Ludus is a reinforcement learning library for expediating development of RL applications and research. Ludus is still in an alpha development stage, so new algorithms and models are continuously being added with the growth of the framework. You can find many state-of-the-art algorithms implemented and ready to use. Additionly, the platform has ready to go integration with popular training environments like OpenAI's gym. The high level API of Ludus combined with easily accesible and well documented, open source code allows for both efficiency and control.

Getting Started

These instructions will help you quickly get Ludus up and running, ready for RL application. Ludus is built on Python 3, and there is no gaurantee it will work with Python 2.

Prerequisites

Ludus requires several libraries to get started. Anaconda 3 is recommended as it contains most of the required libraries, as well as many related libraries that may be useful. Nearly all prerequisites are installed when doing the standard pip installation as described below. The exeption is Tensorflow. While GPU enabled Tensorflow is strongly recommended over the CPU version, it is not required. You can find a guide to installing GPU enabled Tensorflow here, and CPU Tensorflow here.

Installing

The recommended method of installation is with the command, pip install ludus.

Alternatively, the package can be installed by cloning the repository and running, pip setup.py install in the root directory of the project.

Your First Ludus Agent

To get started, the vpg_cartpole example steps through the creation and training process for a simple agent. It is recommended that you use the notebook as an initial testing ground, and a template for other agents.

In Ludus, the process of creating an intelligent agent can be divided into 3 major steps. Performing the 1st step, and then repeating steps 2 and 3 in a training loop is the typical program flow:

  1. Creating input networks Depending on the type of trainer you wish to use to train your agent, a variety of different input neural networks may be required.
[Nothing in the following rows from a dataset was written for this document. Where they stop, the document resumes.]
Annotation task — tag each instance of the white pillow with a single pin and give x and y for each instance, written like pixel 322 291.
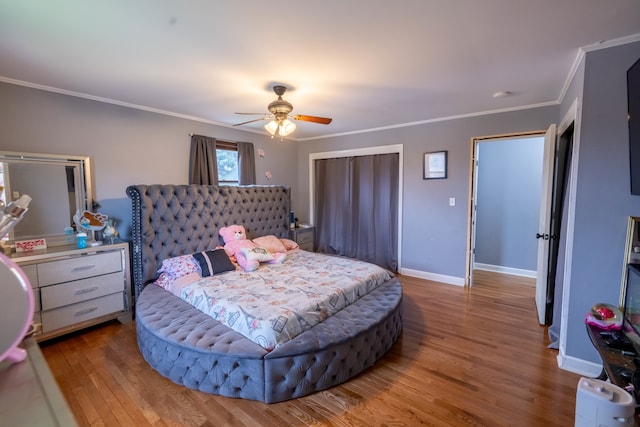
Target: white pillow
pixel 259 254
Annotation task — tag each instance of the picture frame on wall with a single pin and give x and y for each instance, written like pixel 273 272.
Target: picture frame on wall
pixel 435 165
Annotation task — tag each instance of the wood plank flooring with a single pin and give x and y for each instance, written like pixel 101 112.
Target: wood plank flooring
pixel 466 357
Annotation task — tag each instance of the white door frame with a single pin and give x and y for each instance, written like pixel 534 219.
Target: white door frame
pixel 544 226
pixel 473 190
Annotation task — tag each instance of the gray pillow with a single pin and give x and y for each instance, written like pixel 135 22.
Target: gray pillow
pixel 213 262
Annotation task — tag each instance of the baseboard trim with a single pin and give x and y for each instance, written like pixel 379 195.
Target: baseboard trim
pixel 506 270
pixel 450 280
pixel 579 366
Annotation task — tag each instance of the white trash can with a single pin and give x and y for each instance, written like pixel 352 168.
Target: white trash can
pixel 602 404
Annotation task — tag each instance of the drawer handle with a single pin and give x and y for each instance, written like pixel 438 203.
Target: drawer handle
pixel 85 290
pixel 83 268
pixel 86 311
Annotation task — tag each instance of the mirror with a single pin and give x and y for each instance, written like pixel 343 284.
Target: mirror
pixel 59 185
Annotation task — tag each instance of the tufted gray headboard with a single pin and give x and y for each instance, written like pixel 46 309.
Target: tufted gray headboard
pixel 172 220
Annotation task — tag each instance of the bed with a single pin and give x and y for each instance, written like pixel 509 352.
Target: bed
pixel 191 348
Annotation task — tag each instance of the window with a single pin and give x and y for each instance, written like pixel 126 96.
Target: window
pixel 227 159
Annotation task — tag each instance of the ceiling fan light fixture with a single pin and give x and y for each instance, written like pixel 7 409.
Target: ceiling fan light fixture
pixel 287 127
pixel 271 127
pixel 281 129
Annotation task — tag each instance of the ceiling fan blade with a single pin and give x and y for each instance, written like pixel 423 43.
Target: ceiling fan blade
pixel 251 121
pixel 314 119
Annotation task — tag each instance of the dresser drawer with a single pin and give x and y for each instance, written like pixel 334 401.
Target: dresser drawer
pixel 82 311
pixel 79 290
pixel 80 267
pixel 31 271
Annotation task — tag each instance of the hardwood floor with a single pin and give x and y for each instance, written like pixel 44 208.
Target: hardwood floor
pixel 466 357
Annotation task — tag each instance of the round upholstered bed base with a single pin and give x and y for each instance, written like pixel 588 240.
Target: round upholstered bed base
pixel 192 349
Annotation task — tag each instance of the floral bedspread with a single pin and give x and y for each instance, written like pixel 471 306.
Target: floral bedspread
pixel 277 302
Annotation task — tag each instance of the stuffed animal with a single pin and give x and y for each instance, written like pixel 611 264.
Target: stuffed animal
pixel 248 255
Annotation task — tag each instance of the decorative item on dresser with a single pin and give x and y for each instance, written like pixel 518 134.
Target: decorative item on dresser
pixel 76 288
pixel 303 236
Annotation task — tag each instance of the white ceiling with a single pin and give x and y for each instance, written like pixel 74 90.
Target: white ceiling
pixel 367 64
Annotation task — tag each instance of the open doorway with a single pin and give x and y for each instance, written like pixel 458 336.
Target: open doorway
pixel 551 168
pixel 507 190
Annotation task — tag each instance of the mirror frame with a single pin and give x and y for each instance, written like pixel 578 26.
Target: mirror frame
pixel 84 197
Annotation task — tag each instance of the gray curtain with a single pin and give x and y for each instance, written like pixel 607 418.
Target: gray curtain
pixel 356 206
pixel 203 165
pixel 246 164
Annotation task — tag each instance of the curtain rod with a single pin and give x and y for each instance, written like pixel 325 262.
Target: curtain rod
pixel 221 140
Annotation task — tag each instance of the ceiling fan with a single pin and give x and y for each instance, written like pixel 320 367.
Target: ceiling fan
pixel 279 114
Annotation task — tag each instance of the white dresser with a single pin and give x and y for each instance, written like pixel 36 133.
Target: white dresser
pixel 76 288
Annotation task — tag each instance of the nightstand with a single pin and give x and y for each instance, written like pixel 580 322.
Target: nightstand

The simplest form of this in Vanilla Policy Gradient (VPG / VPGTrainer), which requires only one network that maps observations to actions. Other, more complex methods like Proximal Policy Optimization (PPO / PPOTrainer) require two networks, one choosing actions and another estimating state values. If you are not familiar with these concepts, It is recommended that you thoroughly looking through the examples, as they are consice and easy to work with.

  2. Environment simulation & data gathering An EnvController instance is created and used to gather data from the environment. By adujsting the n_threads argument to an integer greater than 1, you can run multiple environments in parallel. The sim_episodes function is used to simualte the environment and gather data. Because Ludus handles environment simulation and data collection for you, custom environments can easily be integrated into the environment so long as they conform to a specific format (more on this here). Once data has been gathered through an instance of EnvController, retrieving the data can be done with a get_data() call to the instance.

  3. Training Training one epoch on the data is as simple as calling network.train(ec.get_data()), where network is an instance of a child of BaseTrainer (like VPGTrainer), and ec is an instance of EnvController. After a get_data() call, the training data memory buffer will be reset, unless otherwise in the function parameters.

Using a Custom Game Environemnt

While this feature is supported and easy to implement, the documentation is not yet complete. For the time being, it is recommended that you examine OpenAI's gym. Creating an environment with the same reset, step, and initialization functions (the same input arguments and return values) will work with the Ludus framework.

Built With

  • numpy - Efficient mathematical operations
  • opencv2 - Image manipulation in 2D environments
  • Tensorflow - Creating and training neural networks
  • gym - Envronments for training agents

Documentation

Further, more in depth documentation is in the works, although not ready quite.

Authors

  • Edan Meyer (ejmejm) is currently the lead and only developer for the project.

License

This project is licensed under the MIT License. Please see the attached license file for more details.